Though the history of the German railway system is often associated with the transportation of Jews to labor and death camps, Todd Presner looks instead to the completion of the first German railway lines and their role in remapping the cultural geography and intellectual history of Germany's Jews.
Treating the German railway as both an iconic symbol of modernity and a crucial social, technological, and political force, Presner advances a groundbreaking interpretation of the ways in which mobility is inextricably linked to German and Jewish visions of modernity. Moving beyond the tired model of a failed German-Jewish dialogue, Presner emphasizes the mutual entanglement of the very categories of German and Jewish and the many sites of contact and exchange that occurred between German and Jewish thinkers.
Turning to philosophy, literature, and the history of technology, and drawing on transnational cultural and diaspora studies, Presner charts the influence of increased mobility on interactions between Germans and Jews. He considers such major figures as Kafka, Heidegger, Arendt, Freud, Sebald, Hegel, and Heine, reading poetry next to philosophy, architecture next to literature, and railway maps next to cultural history.

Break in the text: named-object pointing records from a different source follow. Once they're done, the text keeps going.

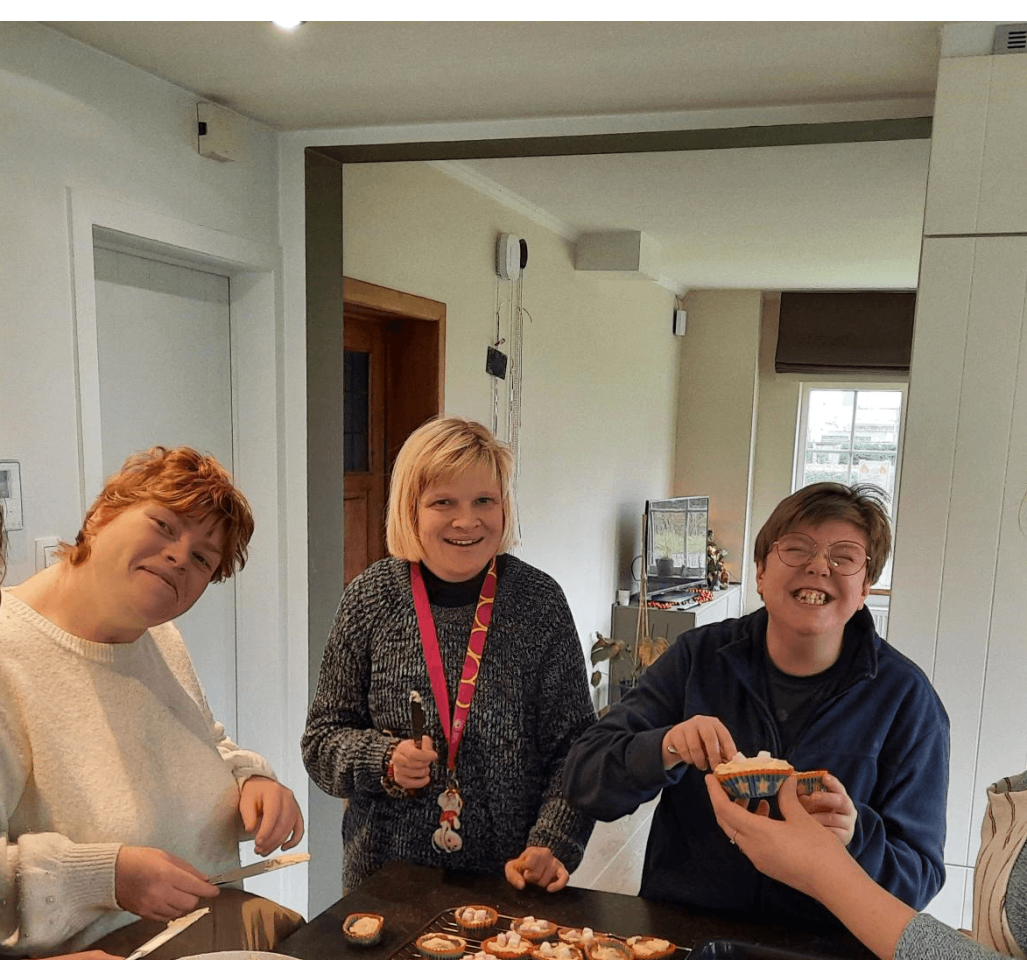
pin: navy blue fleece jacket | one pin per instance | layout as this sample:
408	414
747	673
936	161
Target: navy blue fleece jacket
884	734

Rather than a conventional, linear history that culminates in the tragedy of the Holocaust, Presner produces a cultural mapping that articulates a much more complex story of the hopes and catastrophes of mobile modernity. By focusing on the spaces of encounter emblematically represented by the overdetermined triangulation of Germans, Jews, and trains, he introduces a new genealogy for the study of European and German-Jewish modernity.